Stromführende Kabel lassen sich in Rechenzentren auf unterschiedliche Arten verlegen und sichern. Als strukturmechanische Lösung schützen zum Beispiel die neuartigen Kabelschellen von Panduit bei Kurzschlüssen und erhöhen so die gesamte RZ-Sicherheit maßgeblich. Das Thema gewinnt seit der IEC 61914:2021 Edition 3 für Kabelhalter für elektrische Installationen [1] an Bedeutung. Die Norm dokumentiert sehr genau den Prüfaufbau, der den Widerstand gegenüber elektromechanischen Kräften simuliert und wie man darauf basierend die Kräfte an Leitungen und Kabelhalter berechnen kann. Die Forschungs- und Entwicklungsabteilung von Panduit nutzt ein modernes Simulationsprogramm um zu erkennen, wie sich die elektromagnetischen Kräfte bei einem Kurzschluss entwickeln und welche Materialzusammensetzung der Kabelschellen geeignet ist. Die virtuelle Betrachtung bereitet ideal auf die Prüfung gemäß IEC 61914:2021 Ed. 3 vor. Erst nach der Simulation am Computer werden die Komponenten in einem zertifizierten Labor realen Kurzschlusstests unterzogen, um zu bestätigen, dass sie diesem Standard entsprechen. Mit moderner Simulationssoftware modellieren die Forschungs- und Entwicklungstechniker von Panduit so den dynamischen Drei-Phasen-Wechselstrom-Kurzschlusstest. Der virtuelle Versuch findet über einen Zeitraum von einer Zehntelsekunde statt (siehe IEC 61914:2021 Ed. 3). Die Simulation verdeutlicht, dass Bauteile Geschwindigkeiten von mehr als 50 m/s entwickeln, Materialien sich stark verformen und insgesamt katastrophale Ausfälle und Schäden folgen können.
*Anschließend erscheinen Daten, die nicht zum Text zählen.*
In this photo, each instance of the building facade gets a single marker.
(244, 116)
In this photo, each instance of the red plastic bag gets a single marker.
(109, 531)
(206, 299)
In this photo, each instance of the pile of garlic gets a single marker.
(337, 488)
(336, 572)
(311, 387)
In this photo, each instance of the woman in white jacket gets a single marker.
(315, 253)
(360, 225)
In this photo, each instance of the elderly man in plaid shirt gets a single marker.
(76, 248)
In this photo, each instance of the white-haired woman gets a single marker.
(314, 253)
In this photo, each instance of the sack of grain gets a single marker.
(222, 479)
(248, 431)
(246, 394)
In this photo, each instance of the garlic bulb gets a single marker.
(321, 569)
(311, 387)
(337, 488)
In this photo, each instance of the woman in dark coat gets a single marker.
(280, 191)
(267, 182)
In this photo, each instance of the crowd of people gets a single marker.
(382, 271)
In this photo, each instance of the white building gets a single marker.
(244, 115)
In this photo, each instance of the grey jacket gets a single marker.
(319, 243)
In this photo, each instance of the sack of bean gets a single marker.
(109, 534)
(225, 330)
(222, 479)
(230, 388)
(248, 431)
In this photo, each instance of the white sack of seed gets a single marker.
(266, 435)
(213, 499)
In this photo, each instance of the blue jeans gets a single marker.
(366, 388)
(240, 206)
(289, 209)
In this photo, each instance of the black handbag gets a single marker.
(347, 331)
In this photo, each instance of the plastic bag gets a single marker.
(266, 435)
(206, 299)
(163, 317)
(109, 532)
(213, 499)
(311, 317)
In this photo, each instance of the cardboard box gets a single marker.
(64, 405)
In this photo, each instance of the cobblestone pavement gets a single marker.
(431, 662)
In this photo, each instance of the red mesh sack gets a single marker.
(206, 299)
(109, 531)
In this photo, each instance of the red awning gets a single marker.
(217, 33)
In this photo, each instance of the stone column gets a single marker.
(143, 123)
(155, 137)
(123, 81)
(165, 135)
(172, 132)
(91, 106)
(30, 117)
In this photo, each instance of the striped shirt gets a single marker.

Die Ergebnisse der Simulationsentwicklung sind:

  • Anpassung der Steifigkeit, Streckgrenze und Masse von soliden Kupferleitern für den Einsatz unter den möglichen Temperaturbedingungen der Leitungen,
  • Entwicklung von Materialmodellen mit hoher Dehnungsrate für jede Komponente,
  • Einbeziehung der elektromagnetischen Simulation,
  • Entwicklung eines mathematischen Modells mit 30 Variablen, mit dem der Algorithmus für die verschiedenen Koeffizienten ermittelt wird,
  • Entwicklung von Kriterien für den Verschleiß von Elementen, um die Simulation von physischem Versagen zu ermöglichen sowie
  • erfolgreiche Verifizierung in frühen Tests

Die neu entwickelten Produktlinien der Panduit-Kabelschellen werden vom Prüfinstitut Damstra Lab in den Niederlanden real auf ihre Kurzschlussfestigkeit getestet. Dabei liegen die Spitzenwerte des Kurzschlussstroms sehr nahe an denen der Simulation. Bei den Tests im Prüfinstitut Kema-Cesi in Pennsylvania, USA, wurden folgende Bereiche einbezogen:

  • Temperaturbereich von –60 °C bis 120 °C, 
  • Beständigkeit gegen Flammenausbreitung analog der UL 94,
  • Prüfung der seitlichen Belastung bei Höchsttemperatur,
  • Prüfung der axialen Belastung bei Höchsttemperatur,
  • Schlagfestigkeit bei Mindesttemperatur,
  • Korrosions- und UV-Beständigkeit sowie
  • Beständigkeit gegen elektromechanische Kräfte.

Insgesamt bestimmte die Forschungs- und Entwicklungsabteilung von Panduit schneller und besser die Variablen, die am dreiphasigen Kurzschluss beteiligt sind. In wiederholten Simulationen wurden Konstruktionsänderungen überprüft und Spitzenstrom-Zertifizierungsniveau ermittelt. Zusammenfassend ließen sich der Prototyp- und Testzyklus erheblich reduzieren.